Auch wenn das Kloster Loccum 850 Jahre alt ist – bis heute ist es an vielen Stellen sehr lebendig und jung. Das liegt vor allem an den angehenden Pastoren, die zum Lernen ins Kloster kommen. Dort tauschen sie sich aus, nutzen die umfangreiche Bibliothek und lassen die alten Gemäuer auf sich wirken.

Von Christoph Sterz |
    Irgendwo wird einfach immer gebaut im Kloster Loccum. Die Klosterkirche ist zwar nach jahrelanger Arbeit fertig renoviert, direkt hinter der Klostermauer, rund um das Eingangstor wird aber noch kräftig gewerkelt. Und auch in Zukunft bleibt das Kloster eine Baustelle: Das Predigerseminar in Loccum wird vergrößert, für rund 17 Millionen Euro sollen in den nächsten Jahren unter anderem eine neue Bibliothek und ein neues Gästehaus entstehen. Gut, dass es weiter geht mit dem Bauen, findet der Leiter des Predigerseminars, Christian Stäblein.

    "Ich denke, auch das ist sozusagen ein Zeichen für Zukunft. Da wo immer neu auch gebaut, restauriert, renoviert, Anbauten geschaffen werden, wird die Gegenwart immer wieder angepasst. Und fängt man nicht an, sozusagen im Alten zu verharren und irgendwann zu erstarren."

    Das Kloster bleibt also lebendig durch die insgesamt 100 Vikarinnen und Vikare, die in fünf Gruppen immer wieder nach Loccum kommen, im Wechsel mit ihrer Arbeit in den Gemeinden. Im Kloster wohnen und lernen sie für ein paar Wochen, tauschen sich über ihre Arbeit in den Gemeinden aus, nutzen die Bibliothek mit ihren 80.000 Büchern und lernen Neues vom Predigen über die Seelsorge bis zur Bildungsarbeit.

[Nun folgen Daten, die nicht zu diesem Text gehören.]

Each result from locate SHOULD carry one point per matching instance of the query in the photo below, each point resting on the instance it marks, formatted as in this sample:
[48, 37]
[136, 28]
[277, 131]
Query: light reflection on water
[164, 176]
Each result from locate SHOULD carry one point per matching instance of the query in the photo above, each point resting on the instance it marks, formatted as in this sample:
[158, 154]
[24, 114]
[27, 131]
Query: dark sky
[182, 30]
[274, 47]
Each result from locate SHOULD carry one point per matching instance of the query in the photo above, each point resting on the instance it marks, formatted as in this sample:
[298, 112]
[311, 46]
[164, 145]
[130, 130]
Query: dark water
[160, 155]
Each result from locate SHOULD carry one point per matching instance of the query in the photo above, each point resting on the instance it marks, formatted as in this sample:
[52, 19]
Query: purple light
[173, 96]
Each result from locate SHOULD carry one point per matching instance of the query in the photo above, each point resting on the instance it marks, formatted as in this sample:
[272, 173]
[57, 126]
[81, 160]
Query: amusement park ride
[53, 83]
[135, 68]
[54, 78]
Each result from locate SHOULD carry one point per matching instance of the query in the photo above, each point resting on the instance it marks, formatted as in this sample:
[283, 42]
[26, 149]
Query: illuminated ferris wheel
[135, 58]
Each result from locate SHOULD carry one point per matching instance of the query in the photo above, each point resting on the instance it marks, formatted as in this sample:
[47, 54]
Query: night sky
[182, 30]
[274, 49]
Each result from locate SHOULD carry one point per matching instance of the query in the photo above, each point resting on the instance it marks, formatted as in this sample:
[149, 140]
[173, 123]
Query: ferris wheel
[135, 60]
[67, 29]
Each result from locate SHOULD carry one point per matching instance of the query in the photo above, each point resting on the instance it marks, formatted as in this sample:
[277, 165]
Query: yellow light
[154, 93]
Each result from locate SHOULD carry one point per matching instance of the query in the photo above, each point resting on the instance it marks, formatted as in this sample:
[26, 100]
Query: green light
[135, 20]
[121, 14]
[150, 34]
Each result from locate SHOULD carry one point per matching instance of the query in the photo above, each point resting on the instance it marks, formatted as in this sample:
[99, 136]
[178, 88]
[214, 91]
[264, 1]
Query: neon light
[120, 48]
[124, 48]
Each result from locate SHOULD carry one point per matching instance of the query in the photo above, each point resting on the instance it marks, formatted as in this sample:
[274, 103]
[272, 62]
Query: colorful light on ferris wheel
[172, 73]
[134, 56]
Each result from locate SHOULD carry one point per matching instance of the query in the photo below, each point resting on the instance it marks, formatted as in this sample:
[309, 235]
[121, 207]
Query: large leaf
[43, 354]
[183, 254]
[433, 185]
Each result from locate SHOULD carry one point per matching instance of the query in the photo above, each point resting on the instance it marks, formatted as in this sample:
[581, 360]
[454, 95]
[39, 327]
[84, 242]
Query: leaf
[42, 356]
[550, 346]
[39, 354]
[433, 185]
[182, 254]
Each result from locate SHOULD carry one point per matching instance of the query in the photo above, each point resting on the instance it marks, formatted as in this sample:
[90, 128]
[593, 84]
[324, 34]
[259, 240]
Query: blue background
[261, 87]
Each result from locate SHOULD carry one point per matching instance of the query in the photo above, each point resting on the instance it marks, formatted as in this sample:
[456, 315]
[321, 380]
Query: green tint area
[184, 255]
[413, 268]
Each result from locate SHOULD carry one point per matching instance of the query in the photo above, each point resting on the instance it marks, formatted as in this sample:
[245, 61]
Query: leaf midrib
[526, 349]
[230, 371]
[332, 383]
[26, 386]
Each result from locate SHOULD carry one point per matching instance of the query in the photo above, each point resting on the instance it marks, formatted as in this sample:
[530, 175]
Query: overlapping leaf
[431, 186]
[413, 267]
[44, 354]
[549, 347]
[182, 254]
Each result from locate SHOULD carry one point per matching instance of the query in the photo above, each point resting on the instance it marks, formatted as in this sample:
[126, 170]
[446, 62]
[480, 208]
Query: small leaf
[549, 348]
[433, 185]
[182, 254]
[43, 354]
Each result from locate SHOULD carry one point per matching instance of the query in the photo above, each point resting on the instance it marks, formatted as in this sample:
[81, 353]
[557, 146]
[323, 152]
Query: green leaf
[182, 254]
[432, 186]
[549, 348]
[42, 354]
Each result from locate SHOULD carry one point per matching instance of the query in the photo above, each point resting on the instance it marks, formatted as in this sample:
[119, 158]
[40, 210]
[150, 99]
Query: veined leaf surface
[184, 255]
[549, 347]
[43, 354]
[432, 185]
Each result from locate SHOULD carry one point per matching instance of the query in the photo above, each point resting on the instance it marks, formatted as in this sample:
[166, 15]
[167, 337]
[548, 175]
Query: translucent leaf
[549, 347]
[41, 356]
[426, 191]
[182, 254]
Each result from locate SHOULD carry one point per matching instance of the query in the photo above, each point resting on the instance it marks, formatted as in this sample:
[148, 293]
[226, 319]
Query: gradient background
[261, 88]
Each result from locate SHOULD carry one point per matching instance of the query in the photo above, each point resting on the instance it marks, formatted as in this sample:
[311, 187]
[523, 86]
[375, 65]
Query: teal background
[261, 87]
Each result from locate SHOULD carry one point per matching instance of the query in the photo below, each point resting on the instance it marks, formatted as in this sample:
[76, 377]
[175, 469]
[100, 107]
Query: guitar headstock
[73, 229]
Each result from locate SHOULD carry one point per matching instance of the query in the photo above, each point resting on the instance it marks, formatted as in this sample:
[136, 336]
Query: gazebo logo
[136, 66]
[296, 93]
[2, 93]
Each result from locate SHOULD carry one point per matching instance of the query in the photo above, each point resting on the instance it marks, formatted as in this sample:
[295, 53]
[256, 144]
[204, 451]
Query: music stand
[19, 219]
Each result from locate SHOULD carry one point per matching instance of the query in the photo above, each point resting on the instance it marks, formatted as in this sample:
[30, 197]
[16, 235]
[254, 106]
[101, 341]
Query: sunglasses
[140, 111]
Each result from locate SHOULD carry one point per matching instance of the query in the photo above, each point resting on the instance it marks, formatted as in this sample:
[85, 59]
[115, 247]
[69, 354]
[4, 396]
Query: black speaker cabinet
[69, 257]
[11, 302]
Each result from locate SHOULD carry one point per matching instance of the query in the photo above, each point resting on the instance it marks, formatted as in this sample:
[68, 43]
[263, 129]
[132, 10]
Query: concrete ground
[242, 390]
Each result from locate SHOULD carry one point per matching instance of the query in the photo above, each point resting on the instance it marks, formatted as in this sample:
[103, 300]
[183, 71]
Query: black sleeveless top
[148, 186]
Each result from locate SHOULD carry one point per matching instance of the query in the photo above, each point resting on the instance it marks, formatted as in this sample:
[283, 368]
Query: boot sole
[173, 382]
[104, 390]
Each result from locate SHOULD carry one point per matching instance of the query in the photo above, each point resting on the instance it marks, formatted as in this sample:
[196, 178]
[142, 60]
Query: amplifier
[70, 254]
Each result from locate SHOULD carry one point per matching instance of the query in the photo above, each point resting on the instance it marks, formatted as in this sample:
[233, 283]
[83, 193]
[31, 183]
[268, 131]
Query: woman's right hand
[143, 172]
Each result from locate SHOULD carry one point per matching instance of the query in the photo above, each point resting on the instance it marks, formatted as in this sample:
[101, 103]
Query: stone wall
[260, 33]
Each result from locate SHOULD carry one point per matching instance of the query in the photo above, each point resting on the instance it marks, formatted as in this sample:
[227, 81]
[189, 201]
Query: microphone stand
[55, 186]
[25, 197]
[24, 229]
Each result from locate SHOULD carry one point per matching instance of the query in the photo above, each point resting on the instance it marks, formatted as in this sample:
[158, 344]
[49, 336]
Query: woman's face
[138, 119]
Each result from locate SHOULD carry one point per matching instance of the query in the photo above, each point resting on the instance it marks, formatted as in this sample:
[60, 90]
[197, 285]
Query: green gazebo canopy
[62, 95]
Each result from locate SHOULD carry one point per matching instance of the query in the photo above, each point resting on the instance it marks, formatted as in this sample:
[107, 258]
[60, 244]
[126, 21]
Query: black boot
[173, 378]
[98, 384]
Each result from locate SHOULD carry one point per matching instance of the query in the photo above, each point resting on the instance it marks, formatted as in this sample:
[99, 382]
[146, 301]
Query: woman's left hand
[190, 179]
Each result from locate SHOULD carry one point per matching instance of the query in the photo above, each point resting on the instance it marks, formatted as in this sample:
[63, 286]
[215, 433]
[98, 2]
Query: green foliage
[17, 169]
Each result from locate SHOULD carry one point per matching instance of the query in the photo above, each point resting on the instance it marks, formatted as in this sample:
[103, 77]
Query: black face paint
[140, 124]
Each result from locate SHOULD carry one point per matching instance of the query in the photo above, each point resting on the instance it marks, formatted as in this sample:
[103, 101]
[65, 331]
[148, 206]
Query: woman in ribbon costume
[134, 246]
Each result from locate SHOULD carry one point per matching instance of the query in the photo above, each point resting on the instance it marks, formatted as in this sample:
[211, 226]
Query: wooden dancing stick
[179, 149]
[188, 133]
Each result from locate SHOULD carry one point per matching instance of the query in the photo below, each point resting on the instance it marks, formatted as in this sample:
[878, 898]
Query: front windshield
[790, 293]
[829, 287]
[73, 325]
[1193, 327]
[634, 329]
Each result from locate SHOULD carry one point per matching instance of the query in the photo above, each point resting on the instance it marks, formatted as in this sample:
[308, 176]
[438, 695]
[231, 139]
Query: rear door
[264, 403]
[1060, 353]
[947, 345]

    Der Kurs 14, eine Gruppe von rund 20 Vikaren, beschäftigt sich gerade mit der Frage, wie sich eine Kirchengemeinde gut leiten lässt. Dutzende kleine Zettel, mit grobem Filzstift beschrieben, hängen an einem Flipchart, es wird munter diskutiert. Für Thomas Berneburg ist das eine gute Abwechslung zum Alltag in seiner Gemeinde in der Nähe von Bremerhaven.

    "Es ist Erholungsurlaub von der Gemeinde. Da sind bergeweise schöne, spannende, aber herausfordernde Situationen. Großartig ist, in der Gemeinschaft zu leben, also es ist dann so ein bisschen wie fünf Wochen Klassenfahrt. Wir essen zusammen, wir haben die Kurse den ganzen Tag zusammen, wir wohnen im selben Haus. Wir sind hier gut versorgt, das Ganze im Kloster. Macht für andere glaube ich einen größeren Unterschied. Ich finde, es ist einfach ein ordentlicher Ort, um zu lernen."

    So pragmatisch-nüchtern sehen das tatsächlich nicht alle, denn immerhin lässt sich im Kloster Loccum eine ordentliche Portion Geschichte atmen. Seit über zwei Jahrhunderten werden hier junge Geistliche ausgebildet und das Gemäuer selbst ist ja noch mal viele Jahre älter. Für Vikare wie Judith Uhlhorn, die das Kloster Loccum schon aus ihrer Kindheit kennt, ist das Predigerseminar ein ganz besonderer Ort.

    "Mein Onkel zum Beispiel war hier auch im Vikariat, und als ich Kind war, sind wir hier manchmal, darf man eigentlich gar nicht so erzählen, sind wir hier manchmal so als Gespenster durchs Kloster gespukt. Das war total witzig und deswegen hatte ich da so eine positive Grundhaltung zu dem Kloster, wegen dieser Kindheitserinnerungen."

    Diese Geschichte könnte sich jetzt wiederholen, denn Judith Uhlhorn bringt zu den Seminarwochen auch immer ihre Kinder mit. Und für die ist das Klostergelände ein paar Wochen lang vor allem ein großer Abenteuerspielplatz – während die vier Söhne von Christian Stäblein sogar das ganze Jahr über im Kloster wohnen. Der Leiter des Predigerseminars wohnt nämlich traditionell mit seiner Familie im Kloster, mit Blick auf den Innenhof. Dass er mit seiner Frau und seinen Kindern der einzige dauerhafte Klosterbewohner ist, das ist auch nach Jahren immer noch etwas Besonderes, sagt Stäblein, während er im Kreuzgang des Klosters steht.

    "Auch abends, dann sehe ich ja sozusagen von meinem Schlafzimmer aus, dass hier irgendjemand Licht vergessen hat, auszumachen, oder manchmal sehe ich auch, Mensch, da brennt noch irgendwo möglicherweise eine Kerze oder ich weiß es nicht. Jedenfalls dann gehe ich hier noch mal rein, ganz im Dunkeln, ganz alleine, und denke Wahnsinn. Wahnsinn, in diesen Räumen zu sein. Und nur mal so ganz alltäglich zu gucken, wer Licht angelassen hat."